Jegud grabbed Jeremiah by his lapels and shoved him against the wall.
“Don’t you understand?” he spat. “Don’t you see at all? You think that you can do anything, because you’ve always gotten away with it, but that won’t work anymore! They want you gone, Jeremiah. You’re so afraid of Father, but it’s Michael who wants to bury you. Michael and trigger-happy Uriel, who can’t quite believe that this is no longer a game. Open your eyes, Jeremiah.”
“What do you want me to see?”
“The truth,” Jegud snapped. “Michael knows that he’s second for the throne, and wants his own children there after that. He wants that crown on his own head, and he’ll kill for it. He’ll kill Gabriel and he’ll kill me and he’ll certainly kill you. You think of that as brotherly love? To hell with you, then!
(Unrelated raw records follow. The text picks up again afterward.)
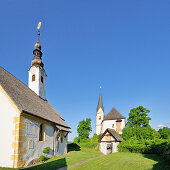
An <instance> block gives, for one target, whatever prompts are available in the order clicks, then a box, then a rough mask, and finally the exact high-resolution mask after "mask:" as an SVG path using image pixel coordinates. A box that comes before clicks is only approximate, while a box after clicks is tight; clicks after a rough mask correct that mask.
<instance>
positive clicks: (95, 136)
mask: <svg viewBox="0 0 170 170" xmlns="http://www.w3.org/2000/svg"><path fill="white" fill-rule="evenodd" d="M101 135H102V134H100V135H97V134H94V135H93V137H92V138H91V142H98V140H99V139H100V137H101Z"/></svg>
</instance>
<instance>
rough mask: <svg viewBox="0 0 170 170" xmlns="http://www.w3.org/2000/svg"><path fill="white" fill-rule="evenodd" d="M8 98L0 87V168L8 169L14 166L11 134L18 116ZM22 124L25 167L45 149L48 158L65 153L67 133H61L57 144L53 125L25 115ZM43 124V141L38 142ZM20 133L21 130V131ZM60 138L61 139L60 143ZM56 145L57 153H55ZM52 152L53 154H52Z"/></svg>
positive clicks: (23, 118) (14, 127)
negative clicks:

This isn’t family, Jeremiah, this is politics.” Jegud let go of his brother’s jacket and turned away. “You’ve been fighting to get in all this time, when you should have been begging to get as far away as possible.”
“Like you?”
“Yes, like me,” Jegud said, unaffected by the snub.
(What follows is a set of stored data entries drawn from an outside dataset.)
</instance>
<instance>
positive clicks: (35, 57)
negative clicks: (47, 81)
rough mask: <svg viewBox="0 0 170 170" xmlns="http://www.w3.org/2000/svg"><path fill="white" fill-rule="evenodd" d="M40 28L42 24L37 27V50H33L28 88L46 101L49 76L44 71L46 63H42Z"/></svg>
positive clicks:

“If you’ve finished, then I’d like a breath of air.”
“You’ve used us, Jeremiah,” Jegud said, sounding tired. “You’ve used all of us. Anyone who ever tried to help you. Gabriel may not care that you’ve come, but there are other people in the audience and you’re throwing yourself on full display. What do you think the council will make of this?”
“You’re overreacting,” Jeremiah said. “I’m not as stupid as you make me out to be, Jegud. I won’t be killed over this.”
“And if you are?”
“No one will blame you.”
“I’m not worried about the blame.”
“Then don’t act like it,” Jeremiah said, and headed out into the night.
A rumor of the king’s arrival and disguise began to circulate; Erika overheard the warnings that were offered in the strictest confidence to Gabriel. He listened to each with a feigned gravity, as if this or that mention was the first he had heard.